Files
velero/docs/troubleshooting.md
2018-02-21 10:46:08 -05:00

2.3 KiB

Troubleshooting

heptio-ark namespace stuck terminating / unable to delete backups

Ark v0.7.0 added the ability to delete backups by adding what is called an Ark "finalizer" to each backup. When you request the deletion of an object that has at least one finalizer, Kubernetes sets the object's "deletion timestamp" (indicating the object has been marked for deletion), but it does not immediately delete the object. Instead, Kubernetes only deletes the object when it no longer has any finalizers. This means that something (Ark, in this case) must process the backup and then remove the Ark finalizer from it.

Ark versions before v0.7.1 place the Ark server pod in the same namespace as backups, restores, schedules, and the Ark config. If you try to delete the namespace (kubectl delete namespace/heptio-ark), it's possible that the Ark server pod is deleted before the backups, because the order of deletions is arbitrary. If this happens, the remaining bacukps will be "stuck" deleting, because the Ark server pod no longer exists to remove their finalizers.
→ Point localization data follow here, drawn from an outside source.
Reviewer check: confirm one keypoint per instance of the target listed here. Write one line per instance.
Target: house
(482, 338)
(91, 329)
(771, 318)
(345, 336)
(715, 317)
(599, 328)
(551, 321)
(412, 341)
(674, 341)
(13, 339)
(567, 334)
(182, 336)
With v0.7.1, we strongly encourage you to run the Ark server pod in a different namespace than the one used for backups, schedules, restores, and the Ark config. This is the default configuration as of v0.7.1.

If you encounter this problem, here is how to fix it. First, make sure you have jq installed. Then run:

bash <(kubectl -n heptio-ark get backup -o json | jq -c -r $'.items[] | "kubectl -n heptio-ark patch backup/" + .metadata.name + " -p \'" + (({metadata: {finalizers: ( (.metadata.finalizers // []) - ["gc.ark.heptio.com"]), resourceVersion: .metadata.resourceVersion}}) | tostring) + "\' --type=merge"')

This retrieves a list of backups and uses it to generate and run a list of commands that look like:

kubectl -n heptio-ark patch backup/my-backup -p '{"metadata":{"finalizers":[],"resourceVersion":"461343"}}' --type=merge
kubectl -n heptio-ark patch backup/some-other-backup -p '{"metadata":{"finalizers":[],"resourceVersion":"461718"}}' --type=merge

If you receive errors that patching backups is not allowed, it's possible that the Ark CustomResourceDefinitions (CRDs) were deleted. You'll need to recreate them (they're in examples/common/00-prereqs.yaml), then follow the steps above.